The program dives much deeper as students become more and more familiar with the tools, processes, and concepts of a state-of-the-art biotechnology lab. “pGLO is one of my favorite experiments to teach. We transform bacteria with a gene that codes for a fluorescent protein (originates from a jellyfish).  As the bacteria multiplies the new bacteria will express their “glowing” gene. The students love it! The experiment teaches how to inform genes in research and applications like GMOs, drought-resistant crops, and the effects on production, growth, and yield for agriculture all over the world. We basically genetically engineer bacteria.”

It’s not the typical program most people think about when they think about CareerTech opportunities. When asked about this, Phillips says, “A lot of programs provide opportunities to get certifications and while some do prepare for higher ed, many of the other programs can lead to well-paying careers right after graduation. Our Biotech program is different. It is open to all high school students and we encourage anyone interested in science to check us out. Our primary focus with this program is to build excellent foundations and prepare our students for science-related futures in college.”

When asked how the program prepares students for college, Mrs.

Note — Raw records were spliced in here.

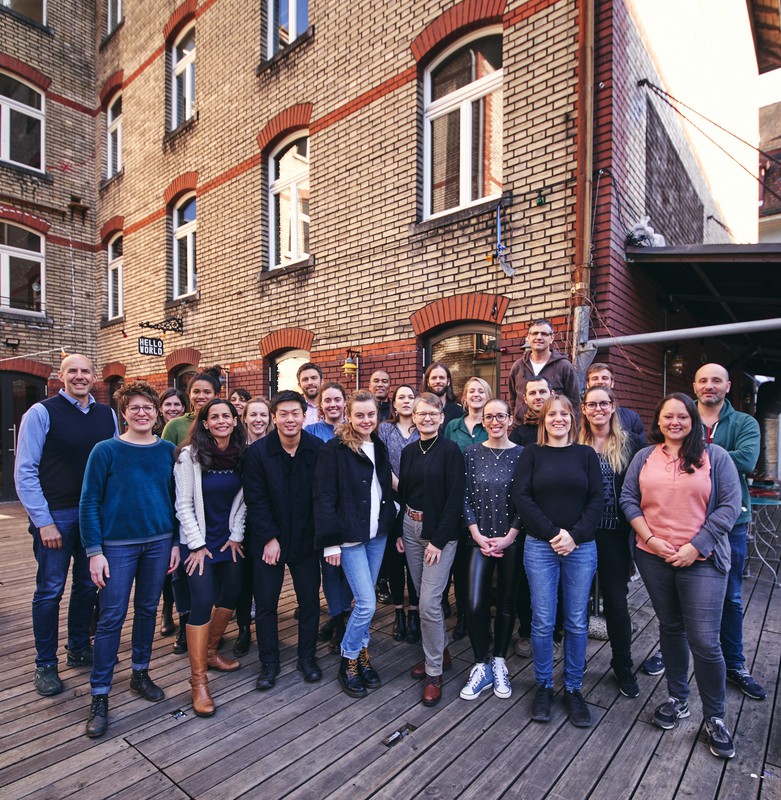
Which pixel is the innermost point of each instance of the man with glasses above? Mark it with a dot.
(55, 439)
(541, 360)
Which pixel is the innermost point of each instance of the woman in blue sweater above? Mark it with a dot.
(127, 528)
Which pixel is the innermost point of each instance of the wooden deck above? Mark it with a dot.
(311, 741)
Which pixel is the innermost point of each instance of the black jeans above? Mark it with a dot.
(614, 562)
(479, 571)
(268, 587)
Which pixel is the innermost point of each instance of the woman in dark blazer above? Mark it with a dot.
(354, 513)
(431, 493)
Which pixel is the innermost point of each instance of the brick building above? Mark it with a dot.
(284, 179)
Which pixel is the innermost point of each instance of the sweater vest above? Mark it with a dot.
(71, 437)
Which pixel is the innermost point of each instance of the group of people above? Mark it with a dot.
(540, 494)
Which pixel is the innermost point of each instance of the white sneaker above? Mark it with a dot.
(480, 678)
(502, 686)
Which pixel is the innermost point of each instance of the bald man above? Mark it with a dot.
(56, 437)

Phillips says, “One good example is that if they’ve been through our program, they walk into the college experience totally prepared for the college science lab. Our equipment and laboratory at PTC can hold its own when compared against many college facilities. Our students walk into the college lab on day one and they know the equipment, it’s function, how it works, and can operate it. It’s a big advantage and can simply alleviate the fear of walking into a college lab.” Additionally, she explains, “The knowledge base we build is an AP level and it goes deep. When our students take their first science courses in college, they find it much easier to be successful and continue building their foundational knowledge.”

Reflecting on the last several months of the 2020 pandemic, Phillips says, “For this year I’m just so excited we have students in the classroom.  I’m just ecstatic about it because doing hands-on labs outside the classroom is near impossible. I know Biology teachers across the nation becoming very creative trying to find ways for students to be hands-on and it is a struggle.  We have an awesome group of students this year and I’m really excited about where the program is headed in the years to come!”

When not in the classroom/lab, Sharon loves spending time on the ranch. She has one son Ricky Joe, who is at OSU and plans to graduate this Spring, and a step-son Justin, who lives in McAlester with his wife Jessie. “Sometimes it’s hard to make the choice between teaching and ranching. I basically have my second job as soon as I leave the school. I go home to my cattle and take care of the ranch.” Running a 70-head cow/calf operation, she focuses on breeding, raising, and selling. “One of my favorite times in life is calving season, when those babies start arriving it always makes my heart happy!”